The amuleweb in aMuleCVS-20071226 does not support unicode characters in search/download properly. There are actually two problems:
1. URL decoding does not work properly under certain local charset (e.g. CP936). This is caused by the line
char toReplace[2] = {(char)i, 0}; // decode URL
m_dec_str[i] = char2unicode(toReplace);
For some charsets (e.g. CP936), if i is greater than 127, it will be considered as a two-byte character. However, {i, 0} is not a valid two-byte character. Therefore, char2unicode() will cause problem.
2. The key/value submitted to amule webserver are parsed as 8-bit charset, not a unicode charset (e.g. UTF-8). This is caused by CUrlDecodeTable::DecodeString(), where is only considers every escaped/unescaped character in the value as an 8-bit character, without further decoding.
If we can assume that all amuleweb skins use UTF-8 as encoding, the following patch fixes the above two problems.
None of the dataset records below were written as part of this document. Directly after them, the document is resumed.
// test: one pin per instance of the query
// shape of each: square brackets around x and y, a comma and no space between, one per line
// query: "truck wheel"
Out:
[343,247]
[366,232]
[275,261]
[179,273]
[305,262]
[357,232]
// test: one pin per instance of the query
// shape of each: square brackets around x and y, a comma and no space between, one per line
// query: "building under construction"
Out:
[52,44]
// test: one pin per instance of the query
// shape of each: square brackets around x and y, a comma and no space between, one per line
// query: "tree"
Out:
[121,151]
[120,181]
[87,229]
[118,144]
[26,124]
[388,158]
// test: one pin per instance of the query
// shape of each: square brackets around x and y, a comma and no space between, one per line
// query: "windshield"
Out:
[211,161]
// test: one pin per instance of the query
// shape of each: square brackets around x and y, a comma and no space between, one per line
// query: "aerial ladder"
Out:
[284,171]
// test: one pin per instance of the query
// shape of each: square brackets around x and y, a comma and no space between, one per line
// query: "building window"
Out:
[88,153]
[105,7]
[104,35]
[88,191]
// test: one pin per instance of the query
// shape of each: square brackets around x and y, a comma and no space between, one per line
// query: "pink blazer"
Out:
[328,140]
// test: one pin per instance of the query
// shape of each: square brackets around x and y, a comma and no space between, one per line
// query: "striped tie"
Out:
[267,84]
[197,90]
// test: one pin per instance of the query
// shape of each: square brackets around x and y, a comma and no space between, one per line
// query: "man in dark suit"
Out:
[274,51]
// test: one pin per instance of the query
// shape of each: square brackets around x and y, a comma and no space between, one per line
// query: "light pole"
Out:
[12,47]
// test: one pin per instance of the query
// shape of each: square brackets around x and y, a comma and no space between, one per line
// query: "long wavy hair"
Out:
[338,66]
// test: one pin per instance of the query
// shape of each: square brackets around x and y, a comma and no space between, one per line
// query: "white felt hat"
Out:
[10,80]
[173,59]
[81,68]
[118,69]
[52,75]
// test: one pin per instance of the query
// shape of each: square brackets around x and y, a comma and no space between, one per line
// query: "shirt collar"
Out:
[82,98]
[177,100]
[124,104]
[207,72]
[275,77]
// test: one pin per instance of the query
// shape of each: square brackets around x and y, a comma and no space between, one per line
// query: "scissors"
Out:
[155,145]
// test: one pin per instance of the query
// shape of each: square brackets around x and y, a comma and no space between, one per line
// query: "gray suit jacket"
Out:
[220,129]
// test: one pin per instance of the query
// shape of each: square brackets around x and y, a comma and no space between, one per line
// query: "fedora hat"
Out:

--- amule-cvs.org/src/webserver/src/WebServer.cpp 2007-12-08 02:04:25.000000000 +0800
+++ amule-cvs/src/webserver/src/WebServer.cpp 2007-12-27 11:05:46.669544744 +0800
@@ -145,8 +145,9 @@
snprintf(fromReplace, sizeof(fromReplace), "%%%02X", i);
m_enc_u_str[i] = char2unicode(fromReplace);
- char toReplace[2] = {(char)i, 0}; // decode URL
- m_dec_str[i] = char2unicode(toReplace);
+ //char toReplace[2] = {(char)i, 0}; // decode URL
+ //m_dec_str[i] = char2unicode(toReplace);
+ m_dec_str[i] = wxString::Format(wxT("%c"), i);
}
}
@@ -157,6 +158,12 @@
str.Replace(m_enc_l_str[i], m_dec_str[i]);
str.Replace(m_enc_u_str[i], m_dec_str[i]);
}
+ char *buffer = new char[str.Len() + 1];
+ for (size_t i=0;i<str.Len();++i)
+ buffer[i] = str[i];
+ buffer[str.Len()] = 0; // Mark the end of the string
+ str = UTF82unicode(buffer);
+ delete[] buffer;
}
CUrlDecodeTable* CUrlDecodeTable::ms_instance;
It has been tested on my linux box (Fedora Core 3, arch x86_64, CP936 local charset).